Algorithm, Simple Circuit Add Natural Voice To A Design
Working on an embedded project? An 8-bit microcontroller with a pulse (PWM) peripheral can provide a low-cost and easy solution to adding natural voice to your next embedded endeavor.
We recently implemented this technique in SuitSat-1 (see "Latest Radio Amateur Satellite Is No Empty Suit," March 16, 2006, p. 25). Listeners could hear recordings of schoolchildren saying "greetings from space," as well as telemetry readings (time, temperature, and battery voltage).
One way to encode speech is through a technique called adaptive differential pulse code modulation (ADPCM), which digitizes analog signals. ADPCM takes advantage of the high correlation between consecutive speech samples and encodes the difference between a predicted sample and the speech sample. It also provides an efficient compression with quality speech playback.
An algorithm developed by the Interactive Multimedia Association (IMA) significantly reduces the conversion's mathematical complexity by simplifying many of the operations and using table lookups where appropriate. Consequently, it's a good choice for 8-bit microcontrollers.
A custom-written PC conversion program converts standard audio files to the ADPCM format used by the system.
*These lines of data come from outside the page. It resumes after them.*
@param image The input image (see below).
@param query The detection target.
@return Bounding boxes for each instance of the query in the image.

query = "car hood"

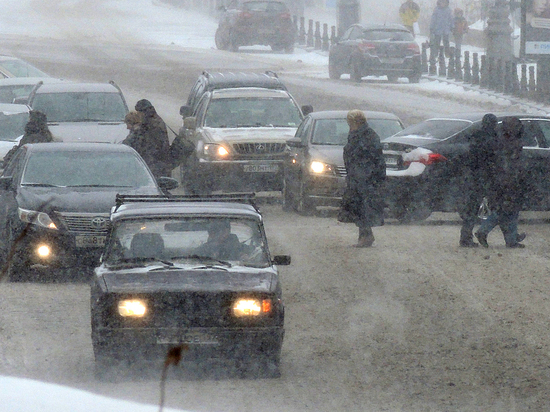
[203,127,296,143]
[17,186,161,213]
[309,145,344,166]
[98,263,276,293]
[48,122,128,143]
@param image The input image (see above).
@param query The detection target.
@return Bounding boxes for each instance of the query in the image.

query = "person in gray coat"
[338,110,386,247]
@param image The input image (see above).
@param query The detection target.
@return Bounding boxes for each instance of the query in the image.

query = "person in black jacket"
[476,117,526,248]
[459,113,498,247]
[339,110,386,247]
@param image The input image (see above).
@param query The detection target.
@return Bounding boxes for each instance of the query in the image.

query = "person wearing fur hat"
[338,110,386,247]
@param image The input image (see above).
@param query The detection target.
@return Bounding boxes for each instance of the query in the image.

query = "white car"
[28,82,128,143]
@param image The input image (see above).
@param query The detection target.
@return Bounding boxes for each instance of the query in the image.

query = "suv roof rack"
[115,192,259,212]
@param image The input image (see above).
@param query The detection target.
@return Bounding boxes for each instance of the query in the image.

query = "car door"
[521,119,550,210]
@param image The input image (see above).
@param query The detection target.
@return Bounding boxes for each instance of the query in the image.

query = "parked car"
[0,77,64,104]
[0,143,177,281]
[181,87,303,193]
[328,24,422,83]
[180,70,292,118]
[283,110,403,214]
[382,113,550,218]
[90,195,290,377]
[0,55,50,78]
[215,0,296,53]
[27,82,128,143]
[0,104,29,169]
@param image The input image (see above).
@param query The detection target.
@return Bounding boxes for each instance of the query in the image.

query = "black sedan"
[382,113,550,218]
[328,24,422,83]
[283,110,403,214]
[0,143,177,281]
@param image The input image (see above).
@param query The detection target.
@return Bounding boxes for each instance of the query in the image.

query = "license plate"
[157,332,219,345]
[243,164,279,173]
[75,236,107,247]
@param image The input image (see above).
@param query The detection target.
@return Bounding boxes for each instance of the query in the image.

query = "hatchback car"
[382,113,550,217]
[27,82,128,143]
[283,111,403,214]
[215,0,296,53]
[181,87,303,193]
[0,143,177,281]
[91,194,290,377]
[328,24,422,83]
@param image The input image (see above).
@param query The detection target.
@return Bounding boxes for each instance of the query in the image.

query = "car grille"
[57,213,111,235]
[233,143,286,155]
In this case, the data is a 16-bit unsigned integer with an 8-kHz sample rate. The data is stored in the flash file system.
The figure shows the hardware for this system. The microcontroller addresses the voice file for playback from memory and decodes the file using the PWM module. The output of the PWM module is low-pass filtered at a 4000-Hz band pass. The resulting analog signal can be amplified and played through a speaker.
To make playback interactive, the voice snippets are separated into individual, addressable files. For example, to speak a numeric value for temperature, the numbers one through nine, 10 through 19, 20, 30, 40, 50, 60, 70, 80, and 90 are recorded in separate files. So when the temperature is 21°, the voice will speak two files one after the other: twenty-one. A simple file system is used to store and retrieve the individual ADPCM voice files.
The amount of memory needed to store the voice files depends on the number of bits, the sample rate, and the amount stored. For toll-quality sound, the number of bits is 16 at a rate of 8000 samples per second. (This equates to a 4000-Hz bandwidth.) Thus, the size of one second of voice is 16,000 bytes.
Once the voice file is encoded with the IMA ADPCM algorithm, the file compresses to one-quarter its original size. Depending on the amount of voice needed for a project, it can be stored in the program memory of the microcontroller or an external serial flash memory. Therefore, a 1-Mbit (128-kbyte) serial flash memory can hold approximately 32 seconds of voice.
The adpcm.c source file, which contains the definition of the ADPCMDecoder function, is available at ED Online 12167 at www.electronicdesign.com. The adpcm.h code file is available online as well.
The ADPCM transformation uses a table lookup to combine the prior state with the next data item in the ADPCM data stream in order to return the 16-bit result that's used to drive the PWM. It also modifies the structure so that the next iteration will be based on this result. The process can be done quickly, leaving plenty of headroom for the rest of the application. A more detailed explanation of the use of ADPCM can be found at www.microchip.com/stellent/idcplg?IdcService=SS_GET_PAGE&nodeId=1824&appnote=en011118.
With a little effort in recording voices, encoding them in ADPCM format, and storing them in memory, an embedded project can indeed have a natural voice. But it doesn't stop there. Since voicefiles are merely recordings, various chimes, tones, and buzzing sounds can be introduced. The only limit is your imagination. Now, go ahead and enhance the user experience of your next project.